Holy Blossom Temple in Toronto has been blessed with extraordinary lay leaders, not least its presidents. Not only did these women and men devote much of their talent and energy to the congregation but almost invariably they were also leaders in the larger community, locally, nationally and beyond.
One of them was Nancy Ruth, who died a month ago. She was the second female president in the 160-year-old history of the congregation. (Since then, there have been three others, including the incumbent.)
Nancy was reared in the tradition of classical Reform in the United States. As a true liberal, she knew that Judaism has to be open not only to new ideas and trends, but also to traditional tenets and practices. She, therefore, supported the changes in the congregation that were introduced over many years, even those she found unfamiliar, because she knew that they weren’t signs of “a mindless return to Orthodoxy” but functions of growth, change and maturity.

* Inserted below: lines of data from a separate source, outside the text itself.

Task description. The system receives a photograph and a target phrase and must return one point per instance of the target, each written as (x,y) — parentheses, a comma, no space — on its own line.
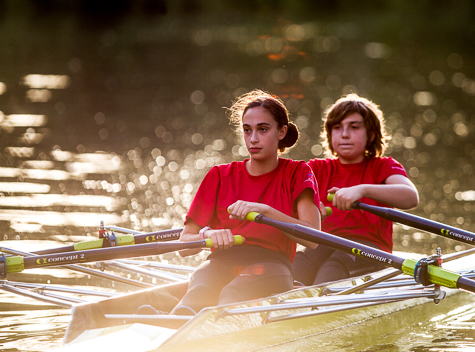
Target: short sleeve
(203,207)
(388,167)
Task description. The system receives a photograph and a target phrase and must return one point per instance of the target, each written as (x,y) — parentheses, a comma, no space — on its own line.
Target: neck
(261,167)
(351,161)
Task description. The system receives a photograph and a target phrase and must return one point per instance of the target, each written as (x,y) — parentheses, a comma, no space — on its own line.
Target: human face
(261,134)
(349,139)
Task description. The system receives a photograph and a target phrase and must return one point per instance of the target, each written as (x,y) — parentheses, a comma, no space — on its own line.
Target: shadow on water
(115,113)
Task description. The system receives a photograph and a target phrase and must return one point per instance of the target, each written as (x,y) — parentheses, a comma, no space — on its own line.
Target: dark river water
(118,118)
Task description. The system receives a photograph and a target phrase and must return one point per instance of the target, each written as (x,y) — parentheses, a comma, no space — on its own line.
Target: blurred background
(115,110)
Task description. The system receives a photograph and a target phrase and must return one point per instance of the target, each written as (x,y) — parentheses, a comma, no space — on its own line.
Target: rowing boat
(302,312)
(140,321)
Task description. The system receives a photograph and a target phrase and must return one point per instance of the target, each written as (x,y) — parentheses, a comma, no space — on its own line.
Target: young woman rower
(355,136)
(281,189)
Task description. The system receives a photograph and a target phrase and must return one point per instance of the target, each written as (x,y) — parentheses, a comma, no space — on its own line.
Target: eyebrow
(351,123)
(259,124)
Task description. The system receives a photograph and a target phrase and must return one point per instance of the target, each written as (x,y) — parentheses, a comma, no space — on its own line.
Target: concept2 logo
(154,238)
(60,259)
(364,254)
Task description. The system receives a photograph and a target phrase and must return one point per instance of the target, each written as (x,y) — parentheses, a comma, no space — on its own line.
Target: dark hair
(274,105)
(372,118)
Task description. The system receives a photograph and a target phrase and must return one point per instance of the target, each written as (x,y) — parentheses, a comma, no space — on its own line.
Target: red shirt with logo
(225,184)
(356,224)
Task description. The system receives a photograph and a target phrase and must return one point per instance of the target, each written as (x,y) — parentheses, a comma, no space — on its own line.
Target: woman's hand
(222,239)
(240,209)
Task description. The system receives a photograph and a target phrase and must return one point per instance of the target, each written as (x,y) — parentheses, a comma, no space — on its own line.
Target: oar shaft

As a result of our co-operation and mutual trust, she and I – president and senior rabbi – ended up better friends at the end of her two-year term than we had been when she first took office.

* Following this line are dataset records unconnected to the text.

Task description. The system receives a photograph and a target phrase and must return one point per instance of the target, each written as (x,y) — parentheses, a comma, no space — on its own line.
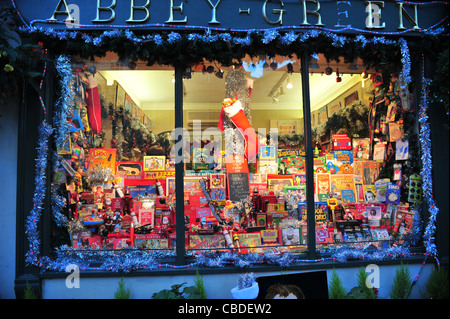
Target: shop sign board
(381,17)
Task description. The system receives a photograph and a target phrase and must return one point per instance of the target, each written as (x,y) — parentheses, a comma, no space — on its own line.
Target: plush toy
(233,109)
(127,201)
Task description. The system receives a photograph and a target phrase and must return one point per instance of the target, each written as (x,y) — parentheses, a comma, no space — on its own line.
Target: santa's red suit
(233,109)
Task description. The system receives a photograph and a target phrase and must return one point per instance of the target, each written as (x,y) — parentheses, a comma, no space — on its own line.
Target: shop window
(117,160)
(246,126)
(244,158)
(365,158)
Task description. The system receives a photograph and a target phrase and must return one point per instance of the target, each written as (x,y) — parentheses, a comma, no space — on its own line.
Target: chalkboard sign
(238,186)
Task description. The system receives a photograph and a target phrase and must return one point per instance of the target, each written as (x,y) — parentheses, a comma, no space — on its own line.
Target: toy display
(241,206)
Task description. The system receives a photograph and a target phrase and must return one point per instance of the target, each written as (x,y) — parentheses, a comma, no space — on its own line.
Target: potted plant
(247,287)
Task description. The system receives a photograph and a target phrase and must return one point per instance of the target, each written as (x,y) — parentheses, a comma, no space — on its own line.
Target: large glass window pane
(245,183)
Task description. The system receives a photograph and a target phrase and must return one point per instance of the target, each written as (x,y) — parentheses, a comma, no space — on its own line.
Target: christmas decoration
(233,110)
(374,50)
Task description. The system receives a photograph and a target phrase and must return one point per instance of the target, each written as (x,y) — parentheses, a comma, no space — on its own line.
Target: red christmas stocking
(233,109)
(93,106)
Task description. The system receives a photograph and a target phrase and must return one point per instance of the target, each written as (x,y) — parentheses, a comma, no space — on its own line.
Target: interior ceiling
(154,89)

One of the many qualities I came to admire in Nancy was her love of Jewish learning. She had taught in the religious school of Holy Blossom and in other congregations for many years prior to assuming office. The good teacher that she was meant that she never stopped learning. Judaism enriched her life, and she knew how to transmit it to her students. Her presidency was also part of her desire to learn.
Much of her Judaism was focused on Israel. She regarded commitment to the Jewish state as reflective of the congregation she served. It was part and parcel of leadership. She knew that the temple’s commitment to Israel didn’t depend on which way the pews were facing in the sanctuary. The canard that the members wanted to turn their backs on Israel because worshippers weren’t facing Jerusalem was an affront to her, as it has been to many of us.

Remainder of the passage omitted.